Evaluation of Avian Papillomavirus Occurrences and Effective Sampling Materials for Screening Purpose in Bird Species Through Systematic Review and Meta-Analysis

Nurulhuda Najihah, Aminuddin Baki Nurul Najian, Amir Syahir, Jalila Abu, Kok Lian Ho, Wen Siang Tan and Abdul Razak Mariatulqabtiah

Pertanika Journal of Tropical Agricultural Science, Volume 46, Issue 2, May 2023


Keywords: Avian, bird, meta-analysis, papillomavirus, virus

Published on: 16 May 2023

Papillomaviruses (PVs), double-stranded circular DNA viruses, typically cause regressing papillomas (warts) on mucosal or keratinized epithelia of a wide spectrum of species. The viruses largely infect mammals, whereby PV infections in humans, bovines, and rabbits are extensively reported. However, studies on non-mammalian PVs, particularly avian ones, are relatively lacking and worthy of investigation. This study performed a meta-analysis post-systematic review based on the Preferred Reporting Items for Systematic Reviews and Meta-Analyses statement guidelines to evaluate the occurrences of avian papillomaviruses (APVs) in bird species and effective materials used for virus detection. The electronic databases Science Direct, Medline via PubMed, and Google Scholar were used to search for the journal articles.
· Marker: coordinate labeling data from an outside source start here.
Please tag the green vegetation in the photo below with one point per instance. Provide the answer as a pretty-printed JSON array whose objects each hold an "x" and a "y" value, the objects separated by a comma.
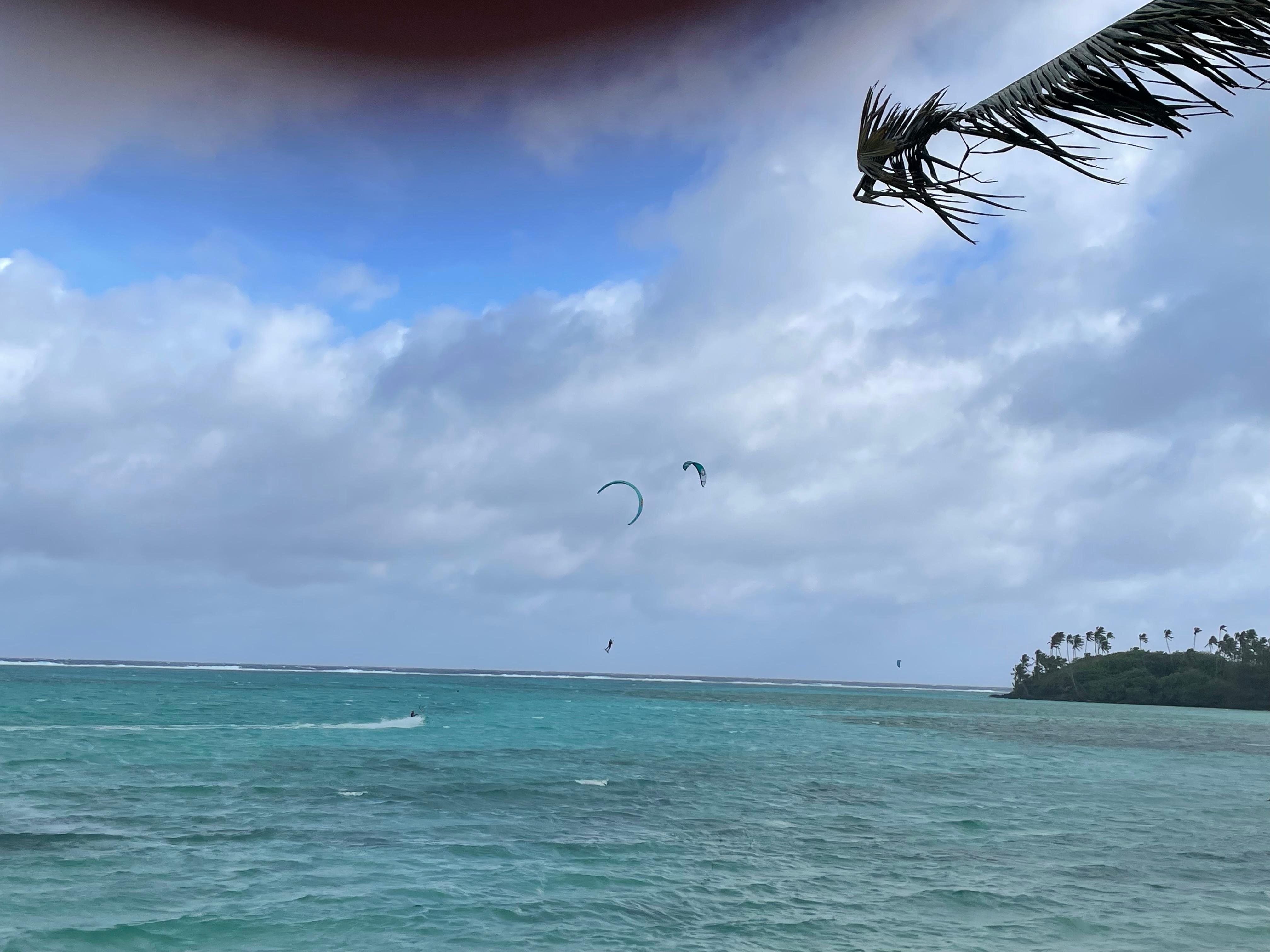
[{"x": 1234, "y": 673}]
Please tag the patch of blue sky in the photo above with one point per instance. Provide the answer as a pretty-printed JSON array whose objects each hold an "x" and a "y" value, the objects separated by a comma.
[{"x": 456, "y": 212}]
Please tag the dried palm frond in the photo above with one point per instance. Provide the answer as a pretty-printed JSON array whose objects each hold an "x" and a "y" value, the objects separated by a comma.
[{"x": 1128, "y": 75}]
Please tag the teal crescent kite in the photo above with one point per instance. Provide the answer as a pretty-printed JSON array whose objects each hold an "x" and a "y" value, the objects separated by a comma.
[{"x": 641, "y": 496}]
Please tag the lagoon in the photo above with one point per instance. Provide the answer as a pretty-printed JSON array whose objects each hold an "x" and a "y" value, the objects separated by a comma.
[{"x": 199, "y": 809}]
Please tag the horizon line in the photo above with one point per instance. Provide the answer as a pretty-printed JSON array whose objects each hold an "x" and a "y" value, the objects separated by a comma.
[{"x": 486, "y": 672}]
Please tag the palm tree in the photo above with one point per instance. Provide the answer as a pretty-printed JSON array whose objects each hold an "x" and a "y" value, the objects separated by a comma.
[
  {"x": 1021, "y": 671},
  {"x": 1122, "y": 78}
]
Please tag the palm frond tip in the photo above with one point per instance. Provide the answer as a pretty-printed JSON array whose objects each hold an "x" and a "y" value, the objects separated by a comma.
[{"x": 1141, "y": 73}]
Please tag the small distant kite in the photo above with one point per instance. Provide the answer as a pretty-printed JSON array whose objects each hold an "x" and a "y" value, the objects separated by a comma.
[
  {"x": 638, "y": 494},
  {"x": 1130, "y": 76}
]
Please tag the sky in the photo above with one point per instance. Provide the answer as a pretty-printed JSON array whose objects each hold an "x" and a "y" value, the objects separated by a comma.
[{"x": 308, "y": 361}]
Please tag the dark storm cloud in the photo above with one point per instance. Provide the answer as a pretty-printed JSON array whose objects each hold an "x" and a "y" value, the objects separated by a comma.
[
  {"x": 918, "y": 449},
  {"x": 430, "y": 33}
]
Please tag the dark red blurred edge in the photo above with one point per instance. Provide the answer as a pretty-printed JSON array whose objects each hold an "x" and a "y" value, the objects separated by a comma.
[{"x": 439, "y": 32}]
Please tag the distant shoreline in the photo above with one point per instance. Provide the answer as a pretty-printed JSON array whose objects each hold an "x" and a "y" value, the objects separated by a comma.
[{"x": 491, "y": 673}]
Upon article eligibility check, the QUADAS-2 was employed to assess the data. Of 1139 records, 31 were eligible for full-text review, but only 9 were significant for the final review. The results showed that APVs are highly prevalent among the Fringillidae family, with a proportion of 81%, followed by Laridae (30%) and Anatidae (13%). The pooled prevalence of APV in tissue samples was 38%, while in swab samples was 13%. Only one study reported positive APV from fecal materials (0.4%); hence, the reliability comparison between these three samples was not performed. This study concluded that APVs are most prevalent in the Fringillidae bird family, while tissues are the most suitable biological samples for APV screening and should be considered as a single sample material. From epidemiology, knowledge of APV incidences and distribution may assist in controlling papillomatosis in bird species.